Un objetivo que espera mientras devora libros y mantiene la serenidad lejos de cualquier distracción tecnológica, aunque ya se le ve algo "enganchado" al teléfono móvil en los pasillos del hotel. Un personaje curioso en el pelotón mundial.

Mollema es larguirucho y delgado (1,81 metros y 64 kilos), es un chico de costumbres poco habituales en los tiempos que corren. De formación universitaria, es un apasionado de la lectura. En la edición de 2016 del Tour leyó 8 libros, sobre todo novela. En ningún caso sobre ciclismo.

Mollema tiene su forma de escapar a la tensión de la competición. Mollema apenas usa ordenador, no abusa del teléfono y se evade en el hotel entre libros y buscando la tranquilidad, lejos de cualquier ruido.

Reside en Mónaco, tiene pareja, Jane, pero no está casado, y es padre de dos hijos, niño y niña. Como dice él: "Soy holandés".

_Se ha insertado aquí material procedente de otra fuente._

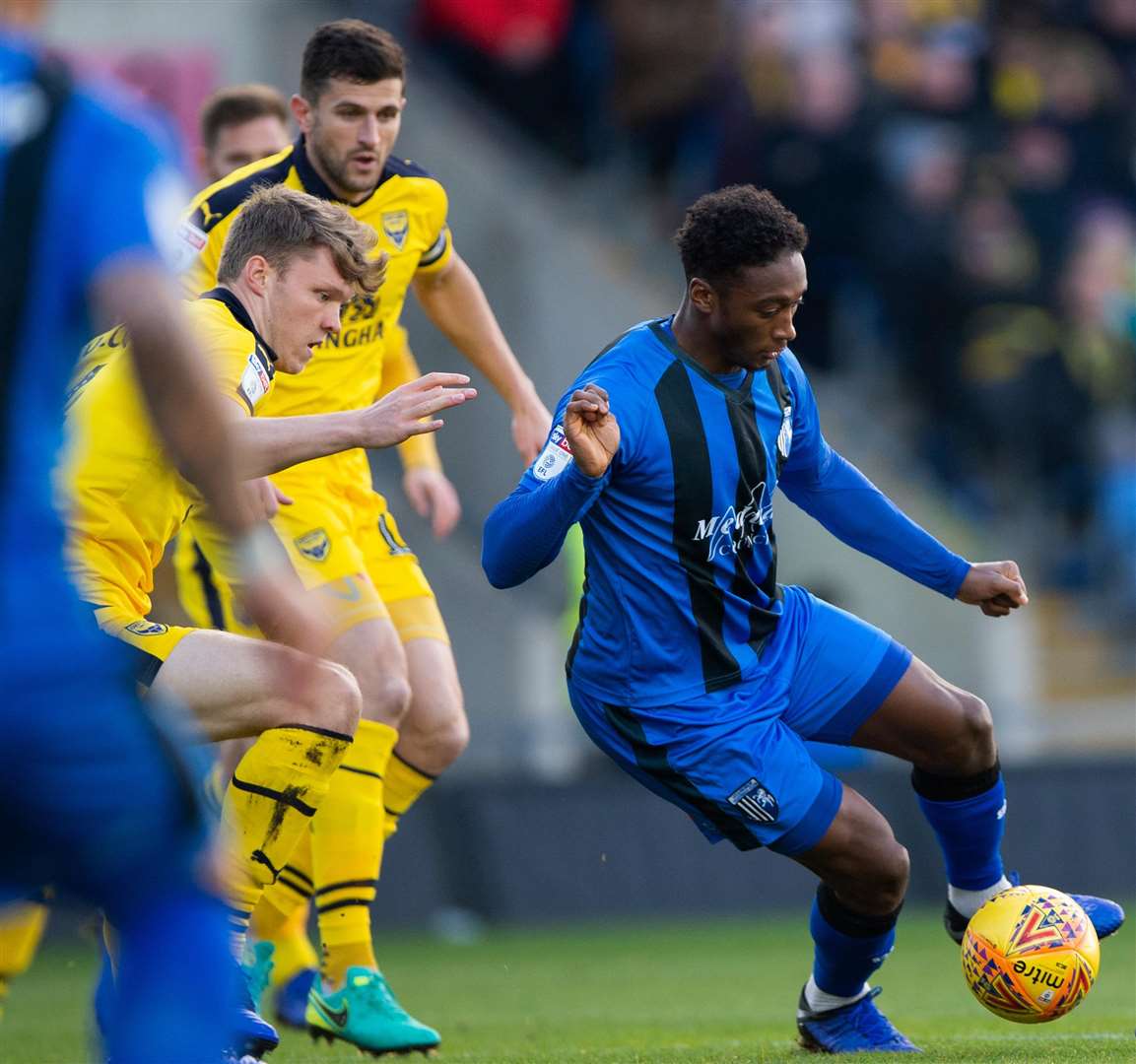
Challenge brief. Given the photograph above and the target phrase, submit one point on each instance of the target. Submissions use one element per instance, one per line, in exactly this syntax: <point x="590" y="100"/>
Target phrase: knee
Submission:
<point x="435" y="747"/>
<point x="336" y="701"/>
<point x="386" y="698"/>
<point x="879" y="886"/>
<point x="970" y="747"/>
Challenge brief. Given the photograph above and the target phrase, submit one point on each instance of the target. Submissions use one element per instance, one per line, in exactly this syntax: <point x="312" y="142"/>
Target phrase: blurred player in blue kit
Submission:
<point x="697" y="671"/>
<point x="98" y="797"/>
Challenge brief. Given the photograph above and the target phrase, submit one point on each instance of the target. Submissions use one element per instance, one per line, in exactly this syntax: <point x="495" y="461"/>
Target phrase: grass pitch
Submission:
<point x="713" y="992"/>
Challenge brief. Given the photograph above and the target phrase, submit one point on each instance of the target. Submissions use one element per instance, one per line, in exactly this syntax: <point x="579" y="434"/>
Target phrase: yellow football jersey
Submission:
<point x="408" y="211"/>
<point x="123" y="497"/>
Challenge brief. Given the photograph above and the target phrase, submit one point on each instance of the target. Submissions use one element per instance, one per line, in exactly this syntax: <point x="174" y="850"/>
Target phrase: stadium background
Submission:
<point x="967" y="172"/>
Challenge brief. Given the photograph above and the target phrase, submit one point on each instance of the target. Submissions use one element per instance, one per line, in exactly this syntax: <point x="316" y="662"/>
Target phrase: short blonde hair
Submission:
<point x="280" y="223"/>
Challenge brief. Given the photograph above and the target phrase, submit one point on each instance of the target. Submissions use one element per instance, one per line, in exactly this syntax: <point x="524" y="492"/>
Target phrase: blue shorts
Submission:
<point x="100" y="794"/>
<point x="736" y="760"/>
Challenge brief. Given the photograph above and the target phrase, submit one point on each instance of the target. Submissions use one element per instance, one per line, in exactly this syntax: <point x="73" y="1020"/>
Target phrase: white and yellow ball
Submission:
<point x="1031" y="954"/>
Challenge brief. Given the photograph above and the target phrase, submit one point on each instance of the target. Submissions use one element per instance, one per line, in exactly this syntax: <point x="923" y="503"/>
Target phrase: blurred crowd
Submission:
<point x="967" y="170"/>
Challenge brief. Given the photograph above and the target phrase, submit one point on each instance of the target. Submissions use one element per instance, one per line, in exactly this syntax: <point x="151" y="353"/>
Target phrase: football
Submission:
<point x="1031" y="954"/>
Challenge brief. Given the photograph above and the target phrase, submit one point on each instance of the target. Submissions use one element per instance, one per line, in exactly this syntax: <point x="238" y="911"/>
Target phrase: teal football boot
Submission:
<point x="366" y="1014"/>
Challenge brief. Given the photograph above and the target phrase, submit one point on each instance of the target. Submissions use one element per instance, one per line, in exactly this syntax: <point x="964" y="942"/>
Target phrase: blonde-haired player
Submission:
<point x="340" y="534"/>
<point x="287" y="269"/>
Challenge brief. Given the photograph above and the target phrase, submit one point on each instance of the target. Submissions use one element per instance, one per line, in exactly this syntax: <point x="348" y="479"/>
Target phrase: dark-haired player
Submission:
<point x="340" y="534"/>
<point x="697" y="671"/>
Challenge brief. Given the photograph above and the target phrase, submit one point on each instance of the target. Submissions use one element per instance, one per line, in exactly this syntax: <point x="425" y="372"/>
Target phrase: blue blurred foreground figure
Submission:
<point x="96" y="797"/>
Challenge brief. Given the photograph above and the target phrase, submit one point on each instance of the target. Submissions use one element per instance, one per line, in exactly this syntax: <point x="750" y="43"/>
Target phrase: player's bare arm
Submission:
<point x="454" y="302"/>
<point x="268" y="445"/>
<point x="994" y="587"/>
<point x="592" y="431"/>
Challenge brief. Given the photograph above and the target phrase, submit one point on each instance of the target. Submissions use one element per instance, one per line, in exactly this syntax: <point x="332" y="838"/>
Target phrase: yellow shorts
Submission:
<point x="344" y="545"/>
<point x="153" y="640"/>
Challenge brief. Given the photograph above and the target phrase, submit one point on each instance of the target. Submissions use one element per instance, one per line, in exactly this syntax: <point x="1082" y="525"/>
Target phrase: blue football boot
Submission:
<point x="252" y="1034"/>
<point x="855" y="1028"/>
<point x="1105" y="915"/>
<point x="290" y="1001"/>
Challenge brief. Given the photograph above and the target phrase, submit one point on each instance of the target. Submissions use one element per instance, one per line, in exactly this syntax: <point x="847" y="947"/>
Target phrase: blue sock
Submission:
<point x="968" y="817"/>
<point x="848" y="946"/>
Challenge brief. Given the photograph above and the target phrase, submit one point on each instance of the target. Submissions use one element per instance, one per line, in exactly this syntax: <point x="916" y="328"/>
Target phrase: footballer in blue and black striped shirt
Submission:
<point x="703" y="677"/>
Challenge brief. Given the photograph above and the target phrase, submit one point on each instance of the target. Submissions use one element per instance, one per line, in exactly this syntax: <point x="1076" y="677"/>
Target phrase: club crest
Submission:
<point x="313" y="545"/>
<point x="395" y="225"/>
<point x="756" y="802"/>
<point x="147" y="628"/>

Que Bauke Mollema sea un hombre calmado, incluso tímido, no significa que siempre mantenga el silencio. Al holandés no le gustó que los jueces igualaran su tiempo con el de Froome en el Ventoux, aquel día que fue derribado por una moto cuando iba a por la victoria. Habló claro y alto. "¿Qué hubiera pasado si el que se cae soy yo?, reclamó.

Mollema comenzó a montar en una bicicleta de paseo, no de carreras o de montaña, cuando era adolescente. Hacía todos los días 12 kilómetros de casa al colegio y viceversa. Él era un buen atleta y en su familia se respiraba el deporte. Practicó hockey sobre hielo, patinaje, tenis y fútbol.

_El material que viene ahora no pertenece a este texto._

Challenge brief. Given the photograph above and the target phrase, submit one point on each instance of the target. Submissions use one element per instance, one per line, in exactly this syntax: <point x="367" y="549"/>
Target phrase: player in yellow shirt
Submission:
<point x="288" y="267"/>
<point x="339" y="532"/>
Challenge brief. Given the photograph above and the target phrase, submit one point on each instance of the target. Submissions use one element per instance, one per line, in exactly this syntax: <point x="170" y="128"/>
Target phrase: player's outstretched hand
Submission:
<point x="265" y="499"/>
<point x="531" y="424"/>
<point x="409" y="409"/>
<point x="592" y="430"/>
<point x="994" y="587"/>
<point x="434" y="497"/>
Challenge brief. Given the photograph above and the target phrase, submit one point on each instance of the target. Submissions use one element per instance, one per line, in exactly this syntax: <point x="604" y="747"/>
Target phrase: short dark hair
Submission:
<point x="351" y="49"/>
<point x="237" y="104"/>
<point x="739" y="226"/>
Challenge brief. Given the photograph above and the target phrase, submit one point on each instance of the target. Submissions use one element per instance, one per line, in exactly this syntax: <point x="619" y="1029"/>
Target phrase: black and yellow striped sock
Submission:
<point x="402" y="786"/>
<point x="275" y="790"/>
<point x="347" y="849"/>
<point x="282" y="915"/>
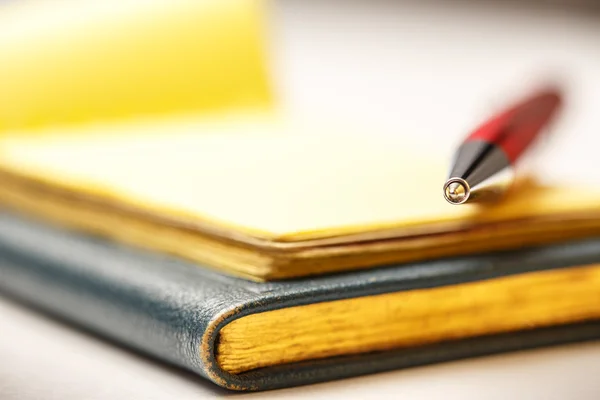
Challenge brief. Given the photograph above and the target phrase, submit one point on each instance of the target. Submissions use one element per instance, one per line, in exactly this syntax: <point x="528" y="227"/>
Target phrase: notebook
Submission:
<point x="268" y="198"/>
<point x="250" y="336"/>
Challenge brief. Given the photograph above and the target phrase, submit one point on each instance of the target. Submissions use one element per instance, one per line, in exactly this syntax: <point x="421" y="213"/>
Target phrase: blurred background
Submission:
<point x="428" y="69"/>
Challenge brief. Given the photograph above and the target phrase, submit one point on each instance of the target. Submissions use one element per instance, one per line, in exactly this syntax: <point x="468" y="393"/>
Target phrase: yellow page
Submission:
<point x="78" y="61"/>
<point x="268" y="178"/>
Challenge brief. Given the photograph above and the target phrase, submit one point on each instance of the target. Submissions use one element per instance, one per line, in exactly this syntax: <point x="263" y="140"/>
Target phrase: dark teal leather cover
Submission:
<point x="170" y="309"/>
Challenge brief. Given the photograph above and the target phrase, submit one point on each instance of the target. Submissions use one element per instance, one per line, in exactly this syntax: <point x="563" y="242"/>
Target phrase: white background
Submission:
<point x="429" y="69"/>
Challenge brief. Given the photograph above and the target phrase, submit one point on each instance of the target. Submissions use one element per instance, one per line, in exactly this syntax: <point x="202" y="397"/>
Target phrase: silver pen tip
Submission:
<point x="456" y="191"/>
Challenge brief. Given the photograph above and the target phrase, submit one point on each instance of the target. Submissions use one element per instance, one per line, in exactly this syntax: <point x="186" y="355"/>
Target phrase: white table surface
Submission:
<point x="398" y="68"/>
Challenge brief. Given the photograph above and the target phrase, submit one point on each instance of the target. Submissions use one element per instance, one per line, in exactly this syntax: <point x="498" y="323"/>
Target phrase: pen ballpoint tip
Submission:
<point x="456" y="191"/>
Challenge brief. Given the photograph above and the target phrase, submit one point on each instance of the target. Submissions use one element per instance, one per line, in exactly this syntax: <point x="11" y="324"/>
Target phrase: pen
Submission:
<point x="499" y="143"/>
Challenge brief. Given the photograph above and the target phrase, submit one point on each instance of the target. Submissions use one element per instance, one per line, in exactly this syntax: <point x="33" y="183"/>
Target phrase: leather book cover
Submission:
<point x="250" y="336"/>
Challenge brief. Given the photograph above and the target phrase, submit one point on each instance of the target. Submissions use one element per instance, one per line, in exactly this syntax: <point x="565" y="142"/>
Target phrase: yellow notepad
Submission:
<point x="269" y="198"/>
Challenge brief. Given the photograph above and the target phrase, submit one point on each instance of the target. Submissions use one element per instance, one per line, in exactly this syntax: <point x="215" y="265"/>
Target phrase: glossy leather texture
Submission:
<point x="173" y="310"/>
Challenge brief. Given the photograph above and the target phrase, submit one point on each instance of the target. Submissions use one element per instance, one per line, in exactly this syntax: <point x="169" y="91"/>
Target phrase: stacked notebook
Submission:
<point x="263" y="252"/>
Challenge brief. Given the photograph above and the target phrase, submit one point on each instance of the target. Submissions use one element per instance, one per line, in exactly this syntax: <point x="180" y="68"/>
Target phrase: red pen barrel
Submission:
<point x="515" y="129"/>
<point x="499" y="143"/>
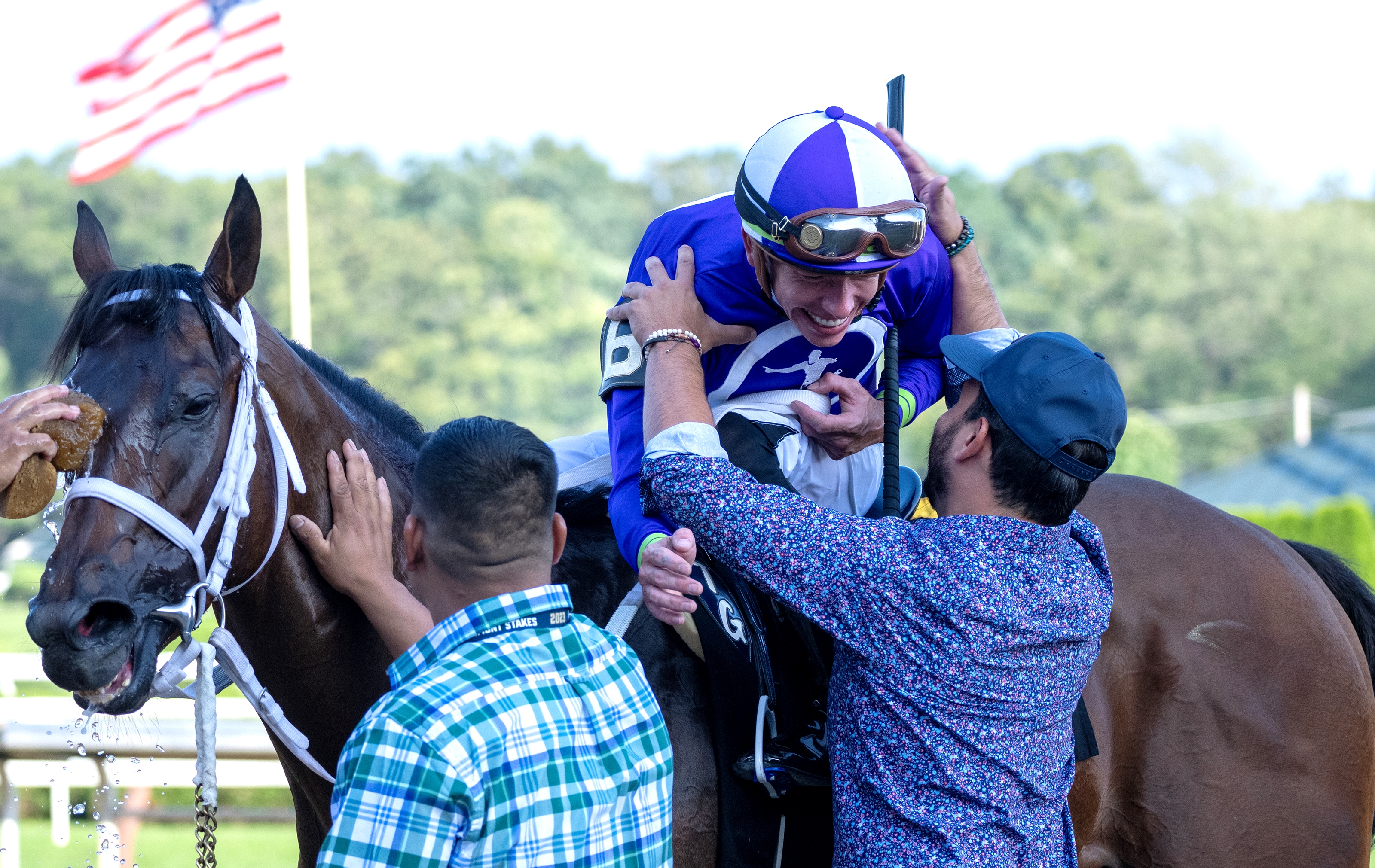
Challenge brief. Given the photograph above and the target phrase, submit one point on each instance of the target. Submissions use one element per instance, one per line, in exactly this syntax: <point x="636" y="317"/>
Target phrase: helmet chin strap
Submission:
<point x="230" y="496"/>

Su primer club ciclista fue el Groningen, en cuya ciudad empezó su formación definitiva. Con 16 años empezó a hacer excursiones largas y finalmente su primera carrera la disputó a los 18.

Con 20 años no pasó inadvertido a los ojos de Louis Delahaye, quien le dio la gran oportunidad de entrar en las filas del Rabobank. En España se dio a conocer ganando una etapa en la Vuelta a León 2066 y un año después el Circuito Montañés. El mismo año la promesa se convirtió en una joya a tener en cuenta y ganó el Tour del Porvenir.

Tras dos años en la penumbra por lesiones y una mononucleosis, logró el cuarto puesto en la Vuelta 2011, en la que se vistió de líder.

En el Tour de 2013 fue sexto y dos años más tarde, séptimo, ya en las filas del Trek. Inició una racha de buenos resultados que le permitieron contar entre los favoritos. En 2013 fue sexto, décimo en 2014 y séptimo en 2015.

El hombre tranquilo, casi inmutable, de no muchas palabras cuando comparece en sala de prensa, empezó el año de la mejor manera, ganando el Tour de San Juan. En el Giro del Centenario el intento fue fallido.

Siguiente parada, el Tour, como gregario de Contador. Entre novela y novela llegó el triunfo de etapa. Felicidad, pero ante todo, tranquilidad.